Most people acknowledge that losses will happen regardless of the type of business venture. A light bulb manufacturer knows that two out of three hundred bulbs will break. A fruit dealer knows that two out of every one hundred apples will rot. Losses per se don’t bother them; unexpected losses and losing on balance does. Acknowledging that losses are part of business is one thing, taking and accepting those losses in the markets is something else entirely. In the markets, people tend to have difficulty actively (as opposed to passively as in the case of the fruit dealer and bulb manufacturer) taking losses (i.e., accepting and controlling losses so that the business venture itself doesn’t become a loser). This is because all losses are treated as failure; in every other area of our lives, the word loss has negative connotations.

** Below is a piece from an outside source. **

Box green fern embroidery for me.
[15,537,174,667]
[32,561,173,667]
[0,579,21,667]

People tend to regard the word loss, wrong, bad, and failure as the same; and win, right, good success as the same. For instance, we lose points for wrong answers on tests in school. Likewise, when we lose money in the market we think we must have been wrong!

. . . What I Learned Losing A Million Dollars by Jim Paul and Brendan Moynihan

Everyone knows how to win. Few know how to lose. Yet the secret to making money in the various markets is knowing how to lose. How to control your losses. In the book Warren Buffet calls the best book ever written on investing, namely Ben Graham’s TheIntelligentInvestor, it notes, “The essence of portfolio management is the management of risks, not the management of returns. All good portfolio management begins and ends with this premise.” My father put it much more succinctly when he said, “Son, if you manage the downside in a portfolio, and avoid the big loss, the upside takes care of itself.” Indeed, knowing how to lose, how to control your losses is the key to successful investing. Listen to the pros:

I’m always thinking about losing money as opposed to making money. Don’t focus on making money, focus on protecting what you have.

– Paul Tudor Jones

The majority of unskilled investors stubbornly hold on to their losses when the losses are small and reasonable. They could get out cheaply, but being emotionally involved and human, they keep waiting and hoping until their loss gets much bigger and that costs them dearly.

– William O’Neil

One investor’s two rules of investing: 1) Never lose money 2) Never forget rule number 1.

– Warren Buffett

All of these professional investors have different market philosophies. They have contradictory strategies for making money. Some are traders; some are value players; some are growth-stock advocates, other are emerging-growth seekers, etc. But all of their messages are clear – learning how not to lose money is more important than learning how to make money! And, in learning how not to lose money you have to evaluate risk. Indeed, “The essence of portfolio management is the management of risks, not the management of returns!”